When Chari, Marshburn, and Maurer arrive at the orbiting laboratory, they will become expedition crew members for the duration of their six-month stay. The crew will have a slight overlap with the Crew-2 astronauts, who are expected to launch in the spring of 2021.
This will not be the first commercial crew mission to overlap. The Crew-1 astronauts, who are currently on the station, and the Crew-2 astronauts, also are expected to coincide in their sojourns for a short time. Increasing the total number of astronauts aboard the station is allowing the agency to boost the number of science investigations conducted in the unique microgravity environment, NASA said.
This will be the third crew rotation mission of SpaceX’s human space transportation system and its fourth flight with astronauts, including the Demo-2 test flight, to the space station through NASA’s Commercial Crew Program.
The goal of the programme is to provide safe, reliable, and cost-effective crew access to the space station and low-Earth orbit in partnership with American aerospace industry.

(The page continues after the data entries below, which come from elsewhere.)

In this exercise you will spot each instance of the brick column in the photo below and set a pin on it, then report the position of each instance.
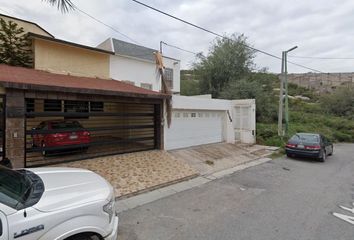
(15, 127)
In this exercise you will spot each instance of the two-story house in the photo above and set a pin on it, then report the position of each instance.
(137, 65)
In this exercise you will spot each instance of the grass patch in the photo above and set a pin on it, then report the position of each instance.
(336, 129)
(209, 162)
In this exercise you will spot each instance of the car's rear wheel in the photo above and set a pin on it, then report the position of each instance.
(323, 156)
(85, 236)
(331, 153)
(44, 152)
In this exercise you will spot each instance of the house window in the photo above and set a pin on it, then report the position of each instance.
(76, 107)
(146, 86)
(52, 105)
(30, 105)
(169, 77)
(96, 107)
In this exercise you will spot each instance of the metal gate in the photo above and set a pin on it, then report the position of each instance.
(2, 127)
(244, 124)
(65, 130)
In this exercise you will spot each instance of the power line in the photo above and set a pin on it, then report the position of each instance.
(99, 21)
(325, 58)
(5, 11)
(217, 34)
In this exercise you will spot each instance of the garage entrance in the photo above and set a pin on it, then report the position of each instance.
(2, 126)
(66, 130)
(191, 128)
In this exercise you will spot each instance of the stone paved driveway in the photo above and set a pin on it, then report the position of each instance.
(133, 173)
(211, 158)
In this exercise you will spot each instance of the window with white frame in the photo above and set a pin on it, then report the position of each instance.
(146, 86)
(169, 77)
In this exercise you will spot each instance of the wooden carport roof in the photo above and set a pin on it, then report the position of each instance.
(31, 79)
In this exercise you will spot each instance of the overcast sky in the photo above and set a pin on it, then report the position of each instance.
(321, 28)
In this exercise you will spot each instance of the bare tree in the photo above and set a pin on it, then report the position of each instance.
(63, 5)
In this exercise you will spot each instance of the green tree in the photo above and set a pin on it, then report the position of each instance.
(189, 83)
(228, 59)
(340, 102)
(15, 47)
(63, 5)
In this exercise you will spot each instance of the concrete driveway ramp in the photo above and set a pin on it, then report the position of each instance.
(134, 173)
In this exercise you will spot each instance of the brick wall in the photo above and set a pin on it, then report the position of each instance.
(15, 127)
(322, 82)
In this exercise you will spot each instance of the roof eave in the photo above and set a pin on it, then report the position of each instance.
(45, 38)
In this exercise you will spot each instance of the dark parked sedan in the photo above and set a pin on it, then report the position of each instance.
(309, 145)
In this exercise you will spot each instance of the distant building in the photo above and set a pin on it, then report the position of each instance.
(322, 82)
(136, 65)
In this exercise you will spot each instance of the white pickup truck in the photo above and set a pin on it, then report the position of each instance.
(56, 203)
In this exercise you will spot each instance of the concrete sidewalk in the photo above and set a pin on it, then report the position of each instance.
(133, 202)
(212, 158)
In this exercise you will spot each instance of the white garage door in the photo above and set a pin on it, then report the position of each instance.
(191, 128)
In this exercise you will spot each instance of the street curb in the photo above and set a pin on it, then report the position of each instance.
(148, 197)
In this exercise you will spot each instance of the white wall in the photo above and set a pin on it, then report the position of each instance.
(176, 66)
(219, 111)
(139, 71)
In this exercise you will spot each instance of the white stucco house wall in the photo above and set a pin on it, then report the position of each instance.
(196, 120)
(136, 65)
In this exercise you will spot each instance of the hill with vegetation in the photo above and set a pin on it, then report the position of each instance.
(331, 114)
(228, 72)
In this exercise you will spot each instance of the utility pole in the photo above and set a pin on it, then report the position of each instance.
(286, 94)
(281, 90)
(284, 87)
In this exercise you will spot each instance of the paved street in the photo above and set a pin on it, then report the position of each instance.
(280, 199)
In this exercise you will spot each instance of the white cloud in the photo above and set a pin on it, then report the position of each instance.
(319, 28)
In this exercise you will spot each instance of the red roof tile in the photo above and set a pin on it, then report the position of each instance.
(19, 77)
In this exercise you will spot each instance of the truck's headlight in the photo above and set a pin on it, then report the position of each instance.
(109, 208)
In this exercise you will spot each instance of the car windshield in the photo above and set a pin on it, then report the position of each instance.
(65, 125)
(306, 138)
(14, 185)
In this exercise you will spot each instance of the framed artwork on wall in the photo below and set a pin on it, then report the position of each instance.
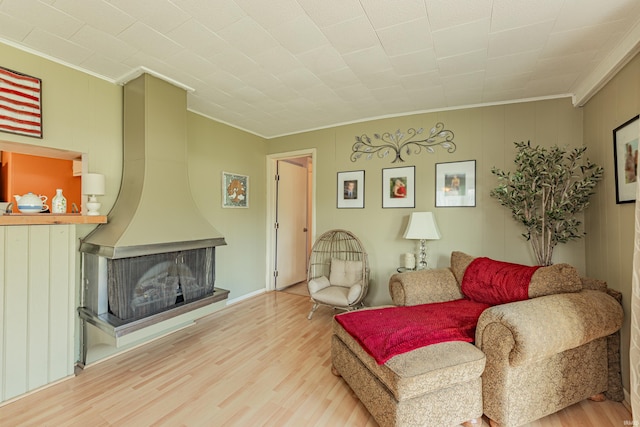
(456, 184)
(350, 190)
(398, 187)
(235, 190)
(625, 158)
(21, 103)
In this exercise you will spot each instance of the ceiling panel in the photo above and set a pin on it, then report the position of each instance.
(286, 66)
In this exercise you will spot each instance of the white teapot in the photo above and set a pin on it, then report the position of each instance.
(30, 203)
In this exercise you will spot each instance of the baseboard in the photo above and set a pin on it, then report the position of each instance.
(245, 296)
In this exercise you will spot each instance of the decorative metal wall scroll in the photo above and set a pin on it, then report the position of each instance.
(402, 143)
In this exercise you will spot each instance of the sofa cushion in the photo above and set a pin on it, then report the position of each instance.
(554, 279)
(345, 273)
(318, 284)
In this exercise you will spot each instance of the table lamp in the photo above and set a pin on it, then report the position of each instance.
(92, 186)
(422, 226)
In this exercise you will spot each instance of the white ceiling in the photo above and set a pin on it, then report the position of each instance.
(276, 67)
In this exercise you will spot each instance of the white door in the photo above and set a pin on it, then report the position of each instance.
(291, 225)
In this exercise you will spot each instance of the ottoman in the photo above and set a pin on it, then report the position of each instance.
(437, 385)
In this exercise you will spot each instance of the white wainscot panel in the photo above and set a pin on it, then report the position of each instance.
(37, 292)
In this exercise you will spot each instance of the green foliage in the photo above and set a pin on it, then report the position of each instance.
(548, 188)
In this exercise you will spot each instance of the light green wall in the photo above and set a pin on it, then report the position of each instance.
(213, 148)
(610, 226)
(80, 113)
(482, 134)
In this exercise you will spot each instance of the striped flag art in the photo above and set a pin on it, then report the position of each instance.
(20, 103)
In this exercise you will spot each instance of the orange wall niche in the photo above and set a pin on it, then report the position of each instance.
(23, 173)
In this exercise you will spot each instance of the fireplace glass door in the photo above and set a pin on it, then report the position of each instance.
(145, 285)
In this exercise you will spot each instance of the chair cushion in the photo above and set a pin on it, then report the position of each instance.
(345, 273)
(318, 284)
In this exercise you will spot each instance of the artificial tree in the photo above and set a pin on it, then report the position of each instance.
(546, 191)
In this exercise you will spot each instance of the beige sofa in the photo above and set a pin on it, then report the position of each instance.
(542, 354)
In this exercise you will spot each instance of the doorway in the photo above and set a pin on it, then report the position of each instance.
(290, 217)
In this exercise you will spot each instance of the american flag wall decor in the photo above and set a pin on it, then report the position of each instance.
(20, 103)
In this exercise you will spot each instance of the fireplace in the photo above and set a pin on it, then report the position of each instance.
(146, 285)
(148, 271)
(124, 295)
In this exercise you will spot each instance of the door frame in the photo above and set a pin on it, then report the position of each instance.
(272, 164)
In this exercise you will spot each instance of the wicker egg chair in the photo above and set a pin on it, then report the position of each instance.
(338, 274)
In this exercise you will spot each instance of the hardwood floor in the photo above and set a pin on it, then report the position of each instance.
(257, 363)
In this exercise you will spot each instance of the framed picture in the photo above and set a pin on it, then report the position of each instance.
(350, 190)
(235, 190)
(398, 187)
(456, 184)
(625, 158)
(21, 103)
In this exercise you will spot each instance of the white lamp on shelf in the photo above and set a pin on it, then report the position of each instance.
(422, 226)
(92, 186)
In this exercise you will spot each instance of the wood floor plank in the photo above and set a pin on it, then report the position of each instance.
(259, 362)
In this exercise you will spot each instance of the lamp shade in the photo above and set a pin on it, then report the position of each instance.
(422, 226)
(93, 184)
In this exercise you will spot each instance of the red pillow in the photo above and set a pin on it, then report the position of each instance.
(496, 282)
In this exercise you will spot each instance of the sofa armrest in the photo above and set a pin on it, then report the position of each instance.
(423, 287)
(537, 328)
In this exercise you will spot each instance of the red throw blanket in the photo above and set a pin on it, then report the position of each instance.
(387, 332)
(496, 282)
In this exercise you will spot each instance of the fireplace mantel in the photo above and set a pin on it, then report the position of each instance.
(51, 219)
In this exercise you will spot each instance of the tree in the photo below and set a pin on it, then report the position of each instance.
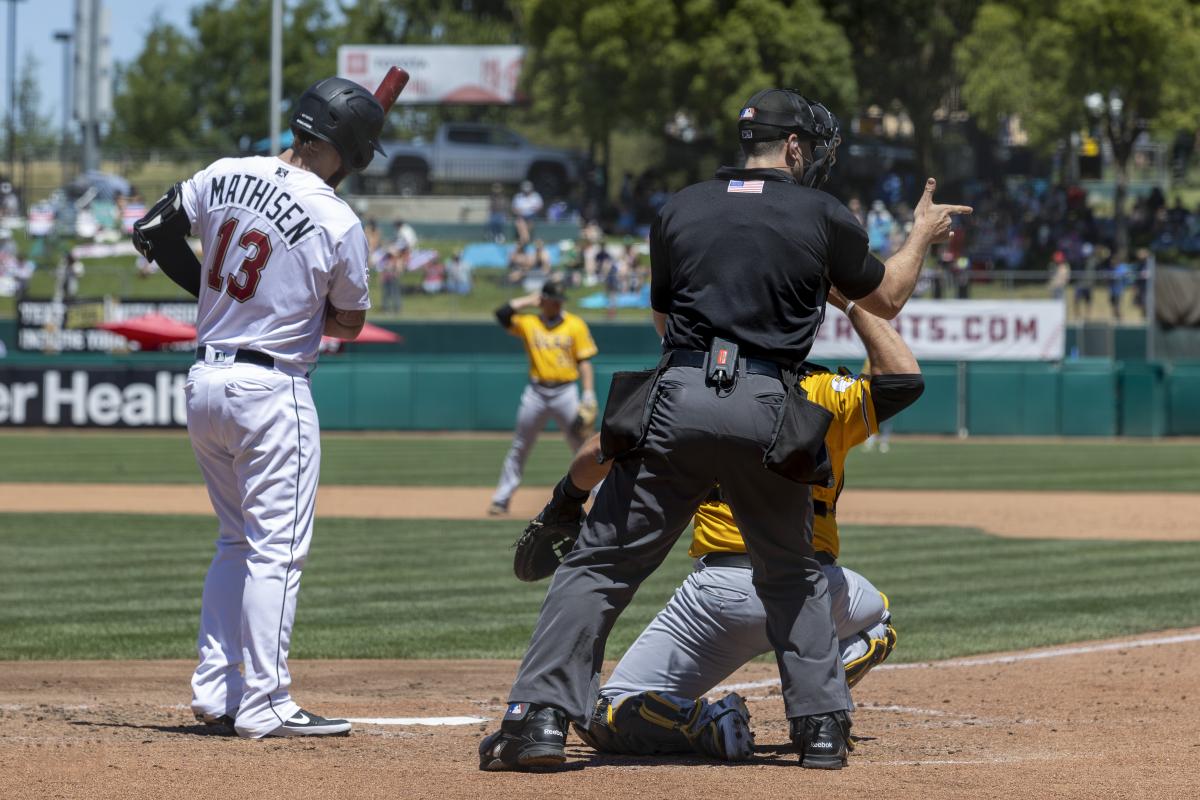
(33, 130)
(595, 66)
(233, 43)
(904, 53)
(211, 89)
(429, 22)
(1121, 66)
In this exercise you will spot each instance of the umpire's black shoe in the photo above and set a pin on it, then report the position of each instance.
(217, 725)
(822, 740)
(531, 737)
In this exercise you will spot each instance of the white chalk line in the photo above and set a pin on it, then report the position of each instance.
(430, 721)
(984, 661)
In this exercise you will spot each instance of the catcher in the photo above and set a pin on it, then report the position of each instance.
(715, 621)
(559, 347)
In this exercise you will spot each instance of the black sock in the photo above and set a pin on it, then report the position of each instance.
(568, 489)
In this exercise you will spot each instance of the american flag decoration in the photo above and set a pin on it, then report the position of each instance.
(745, 187)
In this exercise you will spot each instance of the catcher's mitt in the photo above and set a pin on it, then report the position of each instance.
(585, 419)
(546, 540)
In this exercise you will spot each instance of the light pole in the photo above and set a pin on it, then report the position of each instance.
(64, 37)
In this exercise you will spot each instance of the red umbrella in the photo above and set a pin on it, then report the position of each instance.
(370, 335)
(151, 331)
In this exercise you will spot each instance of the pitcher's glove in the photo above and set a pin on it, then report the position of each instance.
(547, 539)
(586, 417)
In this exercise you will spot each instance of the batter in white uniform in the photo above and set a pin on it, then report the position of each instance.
(285, 260)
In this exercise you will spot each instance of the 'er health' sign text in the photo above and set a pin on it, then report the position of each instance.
(131, 398)
(960, 330)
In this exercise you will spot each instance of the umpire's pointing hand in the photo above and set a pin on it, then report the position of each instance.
(933, 218)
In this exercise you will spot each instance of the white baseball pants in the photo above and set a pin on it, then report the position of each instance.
(257, 440)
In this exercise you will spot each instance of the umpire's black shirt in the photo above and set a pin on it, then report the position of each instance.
(748, 257)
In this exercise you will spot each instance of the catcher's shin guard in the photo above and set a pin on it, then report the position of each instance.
(652, 723)
(881, 639)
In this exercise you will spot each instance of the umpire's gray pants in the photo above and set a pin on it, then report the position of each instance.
(538, 404)
(714, 624)
(696, 438)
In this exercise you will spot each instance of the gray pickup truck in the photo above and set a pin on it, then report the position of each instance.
(471, 152)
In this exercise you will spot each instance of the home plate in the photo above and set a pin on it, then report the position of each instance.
(419, 720)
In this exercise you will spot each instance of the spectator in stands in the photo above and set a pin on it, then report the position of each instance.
(1119, 281)
(497, 214)
(457, 275)
(1060, 275)
(527, 204)
(856, 208)
(67, 277)
(406, 236)
(371, 228)
(1143, 270)
(391, 268)
(879, 229)
(1084, 284)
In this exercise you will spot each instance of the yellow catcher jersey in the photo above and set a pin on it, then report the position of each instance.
(853, 420)
(555, 353)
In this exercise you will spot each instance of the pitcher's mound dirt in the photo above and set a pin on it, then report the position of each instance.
(1037, 515)
(1099, 723)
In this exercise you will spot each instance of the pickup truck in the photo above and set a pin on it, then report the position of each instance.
(472, 152)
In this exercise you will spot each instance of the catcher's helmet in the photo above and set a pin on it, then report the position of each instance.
(343, 114)
(775, 113)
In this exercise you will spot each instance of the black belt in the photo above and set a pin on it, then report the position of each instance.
(243, 356)
(742, 560)
(749, 366)
(820, 509)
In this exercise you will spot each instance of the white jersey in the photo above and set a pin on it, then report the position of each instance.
(277, 244)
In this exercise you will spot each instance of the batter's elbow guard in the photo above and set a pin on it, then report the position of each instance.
(166, 221)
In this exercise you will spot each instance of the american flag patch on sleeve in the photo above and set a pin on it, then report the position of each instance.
(745, 187)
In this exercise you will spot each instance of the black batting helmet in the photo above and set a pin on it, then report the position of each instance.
(343, 114)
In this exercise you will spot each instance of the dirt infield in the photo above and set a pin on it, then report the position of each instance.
(1114, 721)
(1035, 515)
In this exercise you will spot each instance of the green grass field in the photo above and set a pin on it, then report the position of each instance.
(129, 587)
(383, 459)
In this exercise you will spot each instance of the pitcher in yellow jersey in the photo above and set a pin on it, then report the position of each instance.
(559, 347)
(715, 623)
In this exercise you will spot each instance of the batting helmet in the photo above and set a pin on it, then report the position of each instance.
(343, 114)
(775, 113)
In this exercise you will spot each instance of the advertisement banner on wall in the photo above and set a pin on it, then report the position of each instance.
(438, 73)
(960, 330)
(57, 326)
(84, 397)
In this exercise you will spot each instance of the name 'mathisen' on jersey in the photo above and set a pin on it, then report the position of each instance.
(279, 244)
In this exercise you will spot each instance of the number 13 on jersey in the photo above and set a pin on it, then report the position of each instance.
(241, 284)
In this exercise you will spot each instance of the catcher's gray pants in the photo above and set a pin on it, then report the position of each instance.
(695, 438)
(715, 623)
(538, 404)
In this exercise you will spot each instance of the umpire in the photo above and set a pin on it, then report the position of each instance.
(741, 266)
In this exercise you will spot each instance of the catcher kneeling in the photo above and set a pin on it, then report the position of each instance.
(715, 623)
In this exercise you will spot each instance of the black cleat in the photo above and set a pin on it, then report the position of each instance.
(822, 740)
(531, 737)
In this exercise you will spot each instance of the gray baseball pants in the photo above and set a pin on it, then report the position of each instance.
(696, 437)
(714, 624)
(538, 405)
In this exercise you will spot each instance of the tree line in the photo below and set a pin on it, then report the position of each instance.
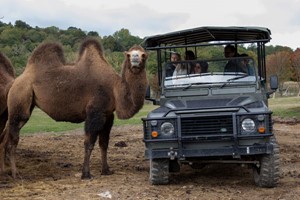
(17, 41)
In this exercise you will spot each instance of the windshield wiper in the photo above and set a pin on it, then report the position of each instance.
(234, 78)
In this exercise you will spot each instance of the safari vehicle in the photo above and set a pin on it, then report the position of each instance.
(213, 117)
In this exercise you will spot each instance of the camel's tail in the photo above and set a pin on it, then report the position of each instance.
(3, 140)
(49, 54)
(91, 44)
(6, 65)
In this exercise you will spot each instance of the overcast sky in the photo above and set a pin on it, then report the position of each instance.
(144, 18)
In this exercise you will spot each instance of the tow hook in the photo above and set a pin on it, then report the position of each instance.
(172, 154)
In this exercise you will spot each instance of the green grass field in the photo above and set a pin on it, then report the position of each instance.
(286, 107)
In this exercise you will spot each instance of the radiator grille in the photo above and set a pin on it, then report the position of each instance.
(209, 125)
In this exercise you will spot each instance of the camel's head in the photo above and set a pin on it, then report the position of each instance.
(136, 57)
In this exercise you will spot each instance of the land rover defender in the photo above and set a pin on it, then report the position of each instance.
(216, 116)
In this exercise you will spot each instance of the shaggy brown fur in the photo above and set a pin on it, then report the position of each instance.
(89, 90)
(7, 77)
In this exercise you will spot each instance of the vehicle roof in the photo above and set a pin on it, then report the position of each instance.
(209, 34)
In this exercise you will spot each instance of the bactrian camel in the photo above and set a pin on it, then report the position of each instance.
(89, 90)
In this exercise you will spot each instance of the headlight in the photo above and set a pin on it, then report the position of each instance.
(167, 129)
(248, 125)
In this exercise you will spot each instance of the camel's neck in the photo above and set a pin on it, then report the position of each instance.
(130, 93)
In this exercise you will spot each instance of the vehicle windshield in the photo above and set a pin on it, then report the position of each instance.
(240, 70)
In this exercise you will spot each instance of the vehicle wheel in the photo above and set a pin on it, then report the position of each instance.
(159, 171)
(267, 174)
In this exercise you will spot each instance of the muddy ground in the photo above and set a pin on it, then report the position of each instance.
(50, 168)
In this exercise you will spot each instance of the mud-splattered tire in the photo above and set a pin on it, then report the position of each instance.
(159, 171)
(268, 174)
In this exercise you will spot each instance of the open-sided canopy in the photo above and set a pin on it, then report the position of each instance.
(208, 34)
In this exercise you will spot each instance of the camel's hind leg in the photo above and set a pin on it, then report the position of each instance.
(3, 119)
(19, 110)
(97, 123)
(103, 143)
(93, 124)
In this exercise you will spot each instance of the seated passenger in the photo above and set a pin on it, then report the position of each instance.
(231, 65)
(245, 65)
(200, 67)
(170, 67)
(185, 68)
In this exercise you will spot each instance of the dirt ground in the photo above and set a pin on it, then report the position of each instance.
(50, 168)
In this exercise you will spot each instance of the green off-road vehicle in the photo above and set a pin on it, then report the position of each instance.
(220, 115)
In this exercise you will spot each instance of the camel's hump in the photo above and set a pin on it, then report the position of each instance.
(91, 42)
(46, 53)
(6, 65)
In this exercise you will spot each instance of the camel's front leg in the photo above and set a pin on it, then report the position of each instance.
(89, 143)
(103, 143)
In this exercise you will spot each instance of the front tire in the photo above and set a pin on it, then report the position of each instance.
(159, 171)
(267, 174)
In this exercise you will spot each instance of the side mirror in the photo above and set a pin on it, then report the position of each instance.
(273, 85)
(273, 82)
(148, 96)
(148, 93)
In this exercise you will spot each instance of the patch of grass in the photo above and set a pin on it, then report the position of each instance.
(41, 122)
(285, 107)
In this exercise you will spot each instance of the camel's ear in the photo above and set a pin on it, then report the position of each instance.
(144, 56)
(126, 54)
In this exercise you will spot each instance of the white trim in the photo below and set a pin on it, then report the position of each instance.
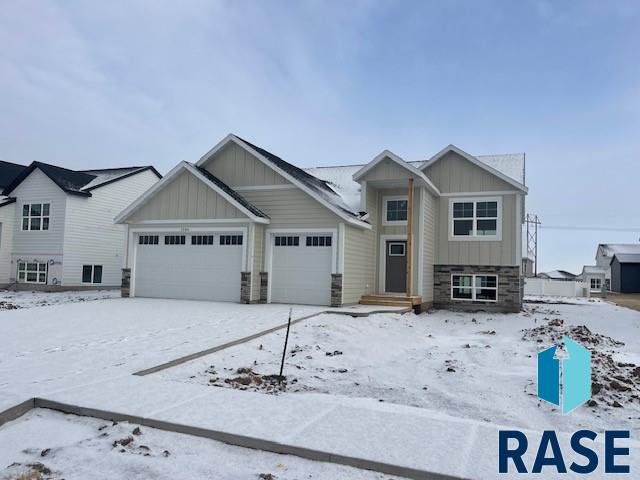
(126, 213)
(474, 238)
(474, 194)
(473, 287)
(232, 138)
(475, 161)
(387, 154)
(382, 265)
(269, 233)
(393, 223)
(250, 188)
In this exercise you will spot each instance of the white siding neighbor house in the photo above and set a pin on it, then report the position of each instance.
(241, 224)
(57, 225)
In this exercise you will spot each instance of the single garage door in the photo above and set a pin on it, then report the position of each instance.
(194, 266)
(301, 269)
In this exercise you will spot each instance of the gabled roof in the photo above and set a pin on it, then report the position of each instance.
(627, 257)
(8, 172)
(316, 188)
(387, 154)
(217, 185)
(77, 182)
(479, 163)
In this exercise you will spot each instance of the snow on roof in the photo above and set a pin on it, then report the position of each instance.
(610, 249)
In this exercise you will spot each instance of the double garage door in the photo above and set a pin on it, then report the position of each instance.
(192, 266)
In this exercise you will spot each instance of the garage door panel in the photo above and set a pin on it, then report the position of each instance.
(199, 272)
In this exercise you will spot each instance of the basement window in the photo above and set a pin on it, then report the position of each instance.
(92, 274)
(480, 288)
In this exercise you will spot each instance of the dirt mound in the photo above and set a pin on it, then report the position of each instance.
(614, 384)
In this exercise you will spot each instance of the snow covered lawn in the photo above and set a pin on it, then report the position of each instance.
(59, 446)
(476, 366)
(68, 345)
(10, 300)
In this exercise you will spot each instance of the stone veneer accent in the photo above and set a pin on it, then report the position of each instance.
(245, 287)
(125, 286)
(336, 289)
(510, 288)
(264, 286)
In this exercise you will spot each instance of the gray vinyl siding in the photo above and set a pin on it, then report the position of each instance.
(429, 245)
(453, 173)
(186, 198)
(236, 167)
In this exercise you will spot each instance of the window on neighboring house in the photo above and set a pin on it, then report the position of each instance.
(32, 272)
(478, 218)
(201, 239)
(395, 210)
(35, 216)
(174, 239)
(319, 241)
(148, 240)
(92, 274)
(230, 239)
(481, 288)
(284, 241)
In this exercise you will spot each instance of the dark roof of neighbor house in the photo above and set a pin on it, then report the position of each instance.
(8, 172)
(231, 192)
(321, 187)
(627, 257)
(77, 182)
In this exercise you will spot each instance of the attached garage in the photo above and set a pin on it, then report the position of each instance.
(301, 266)
(194, 266)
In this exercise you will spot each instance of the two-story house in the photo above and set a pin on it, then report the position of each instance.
(243, 225)
(56, 225)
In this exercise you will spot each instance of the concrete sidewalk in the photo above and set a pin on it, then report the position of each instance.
(413, 439)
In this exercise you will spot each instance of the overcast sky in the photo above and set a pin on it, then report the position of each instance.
(102, 84)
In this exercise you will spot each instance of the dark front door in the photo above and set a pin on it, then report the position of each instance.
(396, 266)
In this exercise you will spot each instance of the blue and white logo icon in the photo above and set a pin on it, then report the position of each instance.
(565, 382)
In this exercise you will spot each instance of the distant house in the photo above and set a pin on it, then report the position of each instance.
(558, 275)
(605, 253)
(625, 273)
(56, 224)
(594, 276)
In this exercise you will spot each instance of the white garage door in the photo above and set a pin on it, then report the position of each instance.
(301, 269)
(194, 266)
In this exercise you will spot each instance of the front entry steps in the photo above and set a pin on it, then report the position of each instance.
(393, 300)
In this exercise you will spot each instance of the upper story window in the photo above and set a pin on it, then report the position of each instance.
(475, 219)
(395, 210)
(35, 216)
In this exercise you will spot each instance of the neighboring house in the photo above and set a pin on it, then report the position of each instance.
(594, 276)
(244, 225)
(625, 272)
(59, 229)
(605, 253)
(558, 275)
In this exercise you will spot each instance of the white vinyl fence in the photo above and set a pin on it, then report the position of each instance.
(556, 288)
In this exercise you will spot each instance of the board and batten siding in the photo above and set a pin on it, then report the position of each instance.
(236, 167)
(7, 226)
(91, 237)
(186, 197)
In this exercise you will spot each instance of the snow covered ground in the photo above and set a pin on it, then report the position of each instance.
(70, 447)
(476, 366)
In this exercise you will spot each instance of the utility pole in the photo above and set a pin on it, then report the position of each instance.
(533, 222)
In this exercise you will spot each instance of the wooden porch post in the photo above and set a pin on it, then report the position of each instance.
(409, 239)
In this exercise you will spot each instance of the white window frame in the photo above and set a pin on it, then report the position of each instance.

NASA’s contract with SpaceX is for six total crew missions to the orbiting laboratory. Commercial transportation to and from the station will provide expanded utility, additional research time, and broader opportunities for discovery on the orbital outpost, the US space agency said.
For more than 20 years, humans have lived and worked continuously aboard the International Space Station, advancing scientific knowledge and demonstrating new technologies, making research breakthroughs not possible on Earth.
As a global endeavour, 242 people from 19 countries have visited the unique microgravity laboratory that has hosted more than 3,000 research and educational investigations from researchers in 108 countries and areas, the statement said.
The station is a critical testbed for NASA to understand and overcome the challenges of long-duration spaceflight. As commercial companies focus on providing human transportation services to and from low-Earth orbit, NASA is free to focus on building spacecraft and rockets for deep space missions to the Moon and Mars, it said.